Wednesday, September 07, 2011
Will type up a review sometime soon. :| Need to get motivated. No caffeine this morning, really, and I feel like a heavy stone sunk into caked mud.
Will review a manuscript and send it back with comments in the next few days. Really, I will. I will. I will. I even have the money to send it back now. No, I don't use that program that allows you to make comments electronically-- Maybe next time.
I am also beginning INJURING ETERNITY by Millicent Borges Accardi for the following review, then I'll have two more to do by December.
Struggling with focusing somewhat, but I did have my meds changed this morning and we'll see if I can concentrate better and be less of a putz. Maybe I should be hush hush, but it's the case that I messed up rather badly in getting off them, and here I am again getting new changes, but I feel it will help in the long run to be transparent. I don't want another 2008.

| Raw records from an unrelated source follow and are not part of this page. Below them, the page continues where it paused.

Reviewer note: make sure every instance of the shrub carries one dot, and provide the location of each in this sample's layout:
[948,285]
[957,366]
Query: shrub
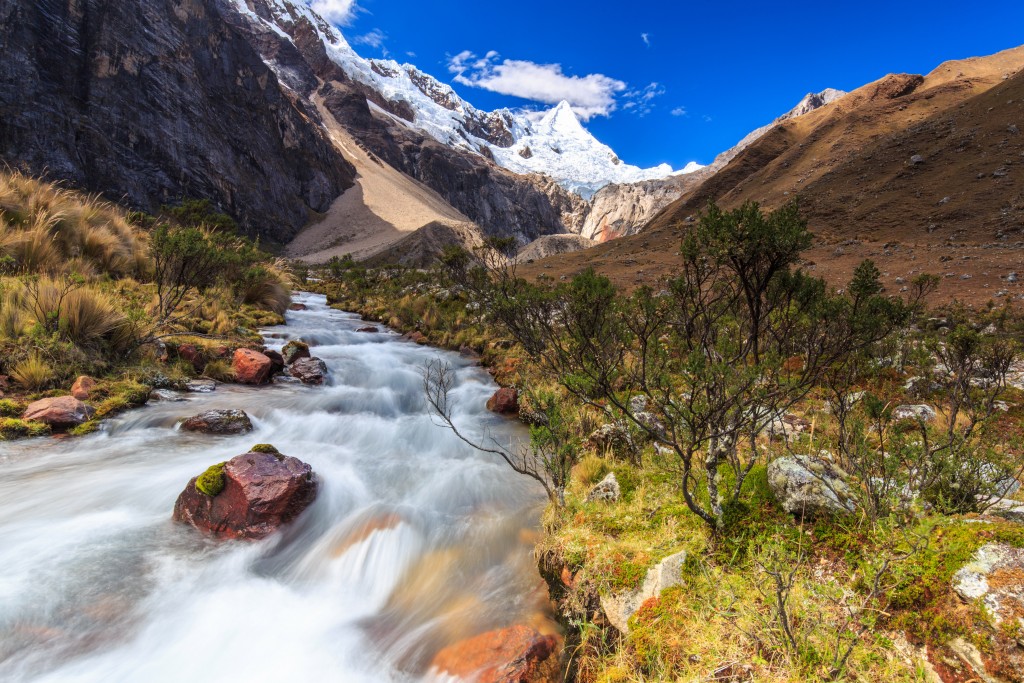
[211,482]
[33,373]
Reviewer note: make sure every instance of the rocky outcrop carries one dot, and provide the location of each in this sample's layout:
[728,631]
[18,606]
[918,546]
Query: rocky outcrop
[251,367]
[308,371]
[515,654]
[505,401]
[809,486]
[619,607]
[156,100]
[61,412]
[218,422]
[82,387]
[254,495]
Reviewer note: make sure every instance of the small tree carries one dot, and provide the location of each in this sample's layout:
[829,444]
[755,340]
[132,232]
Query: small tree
[735,340]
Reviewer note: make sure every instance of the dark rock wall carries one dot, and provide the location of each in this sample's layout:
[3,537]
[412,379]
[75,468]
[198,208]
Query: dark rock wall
[150,101]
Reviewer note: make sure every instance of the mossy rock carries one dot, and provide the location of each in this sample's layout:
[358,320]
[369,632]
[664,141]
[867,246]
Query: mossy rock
[211,482]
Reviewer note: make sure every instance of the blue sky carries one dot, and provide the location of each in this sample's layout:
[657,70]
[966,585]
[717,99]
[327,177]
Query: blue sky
[670,81]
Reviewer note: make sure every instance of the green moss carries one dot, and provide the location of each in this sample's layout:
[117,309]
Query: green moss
[211,482]
[10,409]
[11,428]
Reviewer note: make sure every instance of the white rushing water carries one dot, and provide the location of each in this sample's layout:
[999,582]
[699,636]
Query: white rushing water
[415,542]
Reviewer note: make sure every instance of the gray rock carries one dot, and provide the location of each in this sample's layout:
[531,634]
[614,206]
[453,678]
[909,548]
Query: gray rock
[619,607]
[810,486]
[607,489]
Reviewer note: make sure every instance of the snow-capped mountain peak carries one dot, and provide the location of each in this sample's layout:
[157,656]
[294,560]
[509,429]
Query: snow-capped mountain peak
[554,142]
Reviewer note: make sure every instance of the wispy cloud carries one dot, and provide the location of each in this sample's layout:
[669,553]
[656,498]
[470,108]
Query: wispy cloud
[641,100]
[375,38]
[336,11]
[594,94]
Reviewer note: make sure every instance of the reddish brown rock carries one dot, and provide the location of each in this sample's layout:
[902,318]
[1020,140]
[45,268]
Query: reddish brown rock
[261,493]
[82,387]
[505,401]
[251,367]
[309,371]
[59,412]
[516,654]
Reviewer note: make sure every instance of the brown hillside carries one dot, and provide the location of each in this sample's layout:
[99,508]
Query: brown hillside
[920,173]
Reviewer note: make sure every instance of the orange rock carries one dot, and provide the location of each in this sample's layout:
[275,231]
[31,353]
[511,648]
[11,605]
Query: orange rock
[83,387]
[251,367]
[515,654]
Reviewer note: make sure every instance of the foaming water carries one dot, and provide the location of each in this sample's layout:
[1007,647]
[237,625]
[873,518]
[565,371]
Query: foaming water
[415,542]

I'm not sure if there's a god or creator. I want to believe it so with the assurance of heaven and everlasting bliss, but something tells me the universe isn't made so, more of the yin/yang darkness/light that S believed in till the day she died. She also believed in reincarnation, not sure what religion/belief system that comes out of, but non-the-less when I look carefully around, I see life and death almost intermingling, as if they were one process or event, rather than two. I really want to believe in God, and I wear a pendant of the Virgin Mary for somewhat cultural and political reasons, having grown up Catholic. When I was young I attended a church where monks lived in El Paso, and mass was chanted in Latin. It left an indelible mark on me. Today, the reality of death seems too earthy, too real. Is it fear that's made religion? I don't know. My family is very religious, so much so, that I fear they ignore more serious psychological issues in order to survive in the fog/bliss of hope for eternal existence. Then again S always said, "the energy has to go somewhere." All life for her was this energy, and she was a practitioner of Reike. It feels more comfortable to believe in the universe rather than a god, or maybe the universe is god. I don't know. If you have anything to suggest I read, please do. I have read the New Testament pretty thoroughly when I was a young fanatic for Jesus ;), so I'm interested in pondering these questions. I am not quite philosophical as I lack the vocabulary for that, but I am always curious.
I think when we die, we die. That's that. Our particles, atoms, energy may go somewhere, but it's likely we are spread all apart, and no longer exist as we were. Some days I say thank god to that. Then the Catholic guilt I was raised with rears its ugly head.
On to INJURING ETERNITY (no pun was intended; how ironic).